Para montar escándalos de corto alcance, la inteligencia y el estudio sobran. Son suficientes un mínimo componente de perversión sexual y un atisbo de discriminación hacia minorías desfavorecidas para que fluyan torrentes de bits envenenados y haya profesionales prestos a consumar linchamientos mediáticos sumarísimos, siempre en nombre de nuestras mejores costumbres y de nuestra más pura ética republicana.
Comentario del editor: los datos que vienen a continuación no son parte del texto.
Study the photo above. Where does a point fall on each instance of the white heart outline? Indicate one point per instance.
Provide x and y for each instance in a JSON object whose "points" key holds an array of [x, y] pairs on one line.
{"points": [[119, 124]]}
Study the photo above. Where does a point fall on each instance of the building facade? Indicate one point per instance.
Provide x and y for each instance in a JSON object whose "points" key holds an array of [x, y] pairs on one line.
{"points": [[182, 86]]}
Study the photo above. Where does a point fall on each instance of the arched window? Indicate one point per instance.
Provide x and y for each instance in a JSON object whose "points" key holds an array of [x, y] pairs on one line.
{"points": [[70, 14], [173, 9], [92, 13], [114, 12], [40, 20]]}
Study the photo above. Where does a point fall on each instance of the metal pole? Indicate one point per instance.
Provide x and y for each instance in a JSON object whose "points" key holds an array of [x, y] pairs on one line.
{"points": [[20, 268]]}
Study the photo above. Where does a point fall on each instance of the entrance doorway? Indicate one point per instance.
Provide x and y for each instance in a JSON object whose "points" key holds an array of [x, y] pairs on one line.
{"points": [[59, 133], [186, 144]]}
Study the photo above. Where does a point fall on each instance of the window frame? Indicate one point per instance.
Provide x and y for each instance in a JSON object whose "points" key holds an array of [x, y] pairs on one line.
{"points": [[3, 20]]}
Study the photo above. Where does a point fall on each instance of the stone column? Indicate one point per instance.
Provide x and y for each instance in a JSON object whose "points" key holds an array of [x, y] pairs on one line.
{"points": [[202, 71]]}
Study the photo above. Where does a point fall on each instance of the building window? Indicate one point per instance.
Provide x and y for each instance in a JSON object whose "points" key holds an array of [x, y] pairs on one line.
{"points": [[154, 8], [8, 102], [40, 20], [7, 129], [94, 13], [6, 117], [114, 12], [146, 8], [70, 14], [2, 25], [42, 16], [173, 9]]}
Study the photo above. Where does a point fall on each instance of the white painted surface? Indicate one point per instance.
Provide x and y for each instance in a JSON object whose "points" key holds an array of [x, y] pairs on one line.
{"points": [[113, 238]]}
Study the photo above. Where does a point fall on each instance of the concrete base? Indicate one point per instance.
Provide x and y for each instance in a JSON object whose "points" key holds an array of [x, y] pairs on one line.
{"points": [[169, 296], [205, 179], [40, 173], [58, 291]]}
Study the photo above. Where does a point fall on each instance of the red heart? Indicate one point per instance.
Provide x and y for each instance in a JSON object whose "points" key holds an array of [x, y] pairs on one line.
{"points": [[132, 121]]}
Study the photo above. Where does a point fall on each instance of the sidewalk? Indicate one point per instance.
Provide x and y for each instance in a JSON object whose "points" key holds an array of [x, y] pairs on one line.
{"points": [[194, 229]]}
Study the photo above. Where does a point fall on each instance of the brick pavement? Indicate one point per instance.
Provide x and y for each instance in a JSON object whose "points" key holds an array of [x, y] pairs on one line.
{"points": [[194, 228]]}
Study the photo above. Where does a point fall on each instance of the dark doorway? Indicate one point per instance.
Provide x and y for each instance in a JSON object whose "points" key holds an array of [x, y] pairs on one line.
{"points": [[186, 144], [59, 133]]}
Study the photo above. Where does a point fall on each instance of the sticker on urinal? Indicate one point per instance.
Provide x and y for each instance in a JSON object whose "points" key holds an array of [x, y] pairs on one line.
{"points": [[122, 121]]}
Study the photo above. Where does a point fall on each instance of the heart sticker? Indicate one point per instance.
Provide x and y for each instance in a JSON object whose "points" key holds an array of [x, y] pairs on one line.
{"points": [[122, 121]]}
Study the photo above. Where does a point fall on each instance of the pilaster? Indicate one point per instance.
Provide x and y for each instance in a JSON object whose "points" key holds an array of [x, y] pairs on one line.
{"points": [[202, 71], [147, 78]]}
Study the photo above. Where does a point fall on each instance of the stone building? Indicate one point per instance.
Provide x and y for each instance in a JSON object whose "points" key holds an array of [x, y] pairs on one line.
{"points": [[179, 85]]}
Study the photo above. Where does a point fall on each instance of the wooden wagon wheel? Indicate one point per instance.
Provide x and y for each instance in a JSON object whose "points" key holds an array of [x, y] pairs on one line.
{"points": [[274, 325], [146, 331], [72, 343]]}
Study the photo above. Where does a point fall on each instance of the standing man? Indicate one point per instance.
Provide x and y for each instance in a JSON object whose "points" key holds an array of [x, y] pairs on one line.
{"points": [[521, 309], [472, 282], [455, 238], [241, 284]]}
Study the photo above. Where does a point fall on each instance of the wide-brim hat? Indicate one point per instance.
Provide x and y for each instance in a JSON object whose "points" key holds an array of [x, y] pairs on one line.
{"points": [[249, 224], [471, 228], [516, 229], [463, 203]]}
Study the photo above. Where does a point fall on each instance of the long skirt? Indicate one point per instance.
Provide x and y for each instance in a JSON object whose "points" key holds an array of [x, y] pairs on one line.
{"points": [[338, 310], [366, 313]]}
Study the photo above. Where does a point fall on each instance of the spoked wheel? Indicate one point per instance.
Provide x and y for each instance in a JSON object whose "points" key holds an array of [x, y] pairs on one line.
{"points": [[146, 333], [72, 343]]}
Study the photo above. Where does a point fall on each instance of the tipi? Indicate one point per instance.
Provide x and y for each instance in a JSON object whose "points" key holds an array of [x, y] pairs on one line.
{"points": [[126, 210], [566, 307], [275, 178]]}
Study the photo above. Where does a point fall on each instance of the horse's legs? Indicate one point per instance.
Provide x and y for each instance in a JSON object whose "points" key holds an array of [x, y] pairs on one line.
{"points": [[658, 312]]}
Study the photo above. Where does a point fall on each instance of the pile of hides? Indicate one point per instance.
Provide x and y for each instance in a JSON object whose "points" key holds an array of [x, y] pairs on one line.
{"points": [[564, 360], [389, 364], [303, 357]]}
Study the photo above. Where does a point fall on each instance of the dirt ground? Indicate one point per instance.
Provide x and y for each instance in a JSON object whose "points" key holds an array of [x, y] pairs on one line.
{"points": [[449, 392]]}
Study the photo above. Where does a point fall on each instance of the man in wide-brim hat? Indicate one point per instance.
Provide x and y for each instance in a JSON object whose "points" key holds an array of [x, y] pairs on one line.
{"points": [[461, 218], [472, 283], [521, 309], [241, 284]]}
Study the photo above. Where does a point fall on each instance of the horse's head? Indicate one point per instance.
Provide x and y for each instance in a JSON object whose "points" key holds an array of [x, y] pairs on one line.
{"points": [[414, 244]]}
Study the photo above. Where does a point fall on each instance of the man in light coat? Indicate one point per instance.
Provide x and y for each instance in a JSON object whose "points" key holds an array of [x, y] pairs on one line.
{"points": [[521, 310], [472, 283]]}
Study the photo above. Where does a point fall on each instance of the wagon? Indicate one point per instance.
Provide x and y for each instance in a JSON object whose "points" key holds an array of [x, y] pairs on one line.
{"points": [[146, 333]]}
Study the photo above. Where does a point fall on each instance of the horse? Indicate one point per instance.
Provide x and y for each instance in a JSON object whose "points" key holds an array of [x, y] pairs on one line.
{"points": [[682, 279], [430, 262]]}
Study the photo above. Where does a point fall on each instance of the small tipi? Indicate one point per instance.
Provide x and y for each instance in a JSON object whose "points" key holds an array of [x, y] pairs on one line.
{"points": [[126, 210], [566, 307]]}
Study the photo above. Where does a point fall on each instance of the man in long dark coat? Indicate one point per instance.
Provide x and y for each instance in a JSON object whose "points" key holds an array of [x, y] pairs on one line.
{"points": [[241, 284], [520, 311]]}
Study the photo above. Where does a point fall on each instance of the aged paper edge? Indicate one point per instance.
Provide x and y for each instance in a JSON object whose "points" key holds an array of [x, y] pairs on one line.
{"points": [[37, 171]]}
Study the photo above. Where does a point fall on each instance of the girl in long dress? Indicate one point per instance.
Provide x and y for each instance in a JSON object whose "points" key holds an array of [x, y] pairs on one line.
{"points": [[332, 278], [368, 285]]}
La señora Cansino ha actuado como debía, cesando inmediatamente al conductor que había protagonizado el hecho. Ninguna obligación tenía ni tiene de salir con el corazón contrito a entonar un mea culpa por el abuso de los vehículos oficiales, pues tal abuso -que se sepa- no afecta de forma generalizada a su Ministerio.
Sobre la protección supuestamente omitida de la mujer que fue encerrada en el vehículo oficial, el Ministerio de Derechos Humanos -que mucho puede hacer para que la prostitución no sea una actividad marginal e indigna- no puede de ningún modo actuar como agente de cobro compulsivo de deudas sexuales en metálico. Ese no es su papel.
Tampoco está obligado el Ministerio a emitir una declaración oficial sobre la situación general de la prostitución en Salta por un incidente aislado, aunque sería lógico que sus funcionarios contribuyeran a la investigación policial del hecho, siempre que la afectada hubiera presentado la correspondiente denuncia ante la autoridad, cosa que hasta el momento no consta que haya hecho.
El escándalo por el escándalo mismo es un recurso periodístico fácil y éticamente incompatible con las normas deontológicas de la profesión. No debe ser aplaudido de ningún modo, por más que las antipatías políticas coyunturales o las inquinas personales inclinen a algunas personas a hacerlo.